Surge, pues, frente a este «paradigma informático» un reto ético formidable para la ciencia: ¿están desapareciendo los valores científicos con esta rebaja del rol del hombre de ciencia? ¿Cuál es el signo del actual trastorno de la cultura? ¿Asistimos al advenimiento del antiintelectualismo o, quizás más trágico, del antihumanismo con esta mitología de unas máquinas superinteligentes que vienen a reemplazar a los humanos? ¿Se está desprestigiando la mente humana frente a las especulaciones sobre su sustitución por los programas informáticos?
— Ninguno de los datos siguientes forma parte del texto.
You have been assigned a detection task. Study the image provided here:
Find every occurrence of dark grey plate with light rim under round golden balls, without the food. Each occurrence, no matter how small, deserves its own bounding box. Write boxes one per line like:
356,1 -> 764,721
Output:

El mito de la inteligencia artificial, nos indica Larson, predice una comprensión tal de los principios del pensamiento inteligente que estos se podrán reducir a una labor de ingeniería que se va a programar en la robótica y en los sistemas de inteligencia artificial
Larson nos dice que hoy en día nadie tiene la menor idea sobre cómo construir una inteligencia artificial general; que desde una posición genuinamente científica hay motivos de sobra para rechazar la idea de una marcha inevitable y lineal hacia las máquinas superinteligentes. Sin embargo, agrega, se está corriendo el riesgo, en nuestras sociedades, al hacer que estas máquinas actuales —de inteligencia artificial estrecha, limitada, «potentes eruditos idiotas»— entren en servicio en áreas importantes de la vida humana por las utilidades empresariales, de consumo y gubernamentales:
«Los coches sin conductor son un buen ejemplo de ello. Está muy bien hablar sobre los avances en el reconocimiento visual de los objetos hasta que, en algún punto de la larga cola de consecuencias imprevistas y, por consiguiente, no incluidas en los datos de entrenamiento, tu vehículo embiste un autobús lleno de gente en su intento por esquivar una torre eléctrica (es algo que ha pasado).
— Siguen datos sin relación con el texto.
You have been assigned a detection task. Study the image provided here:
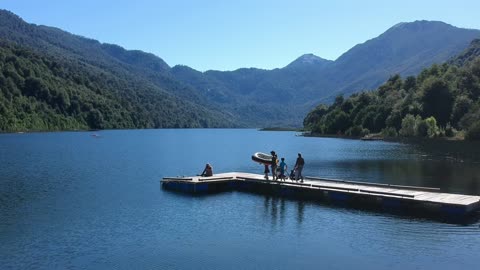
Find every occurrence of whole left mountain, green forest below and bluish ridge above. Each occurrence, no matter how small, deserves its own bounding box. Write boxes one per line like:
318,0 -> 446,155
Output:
0,11 -> 240,131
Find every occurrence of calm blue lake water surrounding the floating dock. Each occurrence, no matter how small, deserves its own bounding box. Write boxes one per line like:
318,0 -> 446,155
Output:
0,129 -> 480,269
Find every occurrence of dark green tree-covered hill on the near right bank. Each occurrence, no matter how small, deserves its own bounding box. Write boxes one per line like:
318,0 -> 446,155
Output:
304,40 -> 480,140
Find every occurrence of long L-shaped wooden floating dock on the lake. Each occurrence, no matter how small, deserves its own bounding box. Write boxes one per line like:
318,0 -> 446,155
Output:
161,172 -> 480,219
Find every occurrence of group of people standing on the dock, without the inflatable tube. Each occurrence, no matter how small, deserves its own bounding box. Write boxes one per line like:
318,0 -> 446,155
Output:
264,151 -> 305,182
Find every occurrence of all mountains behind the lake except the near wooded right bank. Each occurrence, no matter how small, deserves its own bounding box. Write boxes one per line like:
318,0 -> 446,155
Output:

Fijémonos también en los problemas con el sesgo y el reconocimiento de imágenes: Google Photos estampó la etiqueta de GORILA sobre la foto de dos afroamericanos. Tras esa bomba de neutrones de los desastres de relaciones públicas, Google solventó el problema… deshaciéndose de las imágenes con gorilas en el conjunto de entrenamiento que usaba su sistema de aprendizaje profundo».